As EMS grows into a full-fledged science-driven healthcare profession, that’s the strength it needs, said Duckworth, EMS coordinator for the Ridgefield (Conn.) Fire Department—to work together, to champion what’s right, and to make our own decisions before others make them for us.
An average person won’t make it in a field where diet, stress, and the rigors of the job can grind you relentlessly down. To maintain strong individuals, strong organizations need to provide the needed support and resources—to be a family when members can’t stand alone.
Duckworth told of a case from roughly a decade ago: The husband in an older couple developed shortness of breath on Thanksgiving. Everything about the call was difficult: He was in a second-floor bathroom, between toilet and tub, and providers struggled to help him breathe and raise his sats. Those troubles continued in transit and at the ED. Saying good-bye to the wife as the crew departed the hospital, Duckworth told the woman they’d done everything they could but honestly it didn’t look good.
Afterward, he said, it felt like a failure.
A few weeks later came a letter: The man had indeed died. But the wife wrote to say how much she’d appreciated the crew’s kindness and concern.
“Every single one of you has a story like this,” Duckworth said, even if they don’t produce cards or notes. What they demonstrate is the immense opportunity EMS has to impact lives, even when a specific outcome may not be happy. With quick calculations of audience size and call volumes, he estimated Wednesday’s crowd may impact half a million such lives a year between patients and their families.
That value can’t be maximized, however, in a field that’s fractured and isolated and by medics handcuffed in bad systems. That’s why those in the field must be strong enough to learn from their mistakes and improve moving forward.
It requires discomfort: recognizing problems and acting to solve them. “Comfortable people don’t [solve] anything,” Duckworth noted. “I want you to feel challenged. I want you to feel motivated and recognize the power you already have and be prepared to change the EMS landscape.”
It can start small—one change in one service. Shows of hands demonstrated those whose systems were taking forward steps like using point-of-care ultrasound, creating community paramedicine/mobile integrated healthcare programs, and improving rates of neurologically intact survival from cardiac arrest.

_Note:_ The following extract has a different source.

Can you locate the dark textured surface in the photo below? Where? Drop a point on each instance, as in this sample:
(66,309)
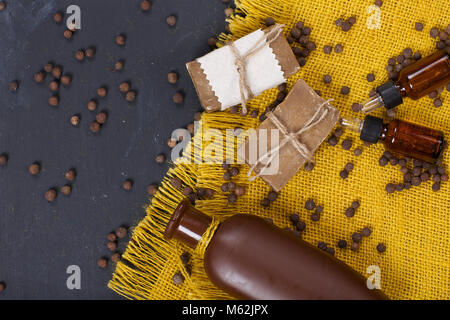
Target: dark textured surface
(38,240)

Those grow and reach critical mass, and a profession changes.
Duckworth cited the creator of judo, a 19th-century Japanese doctor named Jigoro Kano. Though a master of his craft, Kano, when he died, opted to be buried in the white belt of a beginner rather then the black belt of an expert—it signified he would always be a student. Similarly, Duckworth said, we must be strong enough to learn and say, “I’ve learned, and I want to work with you.”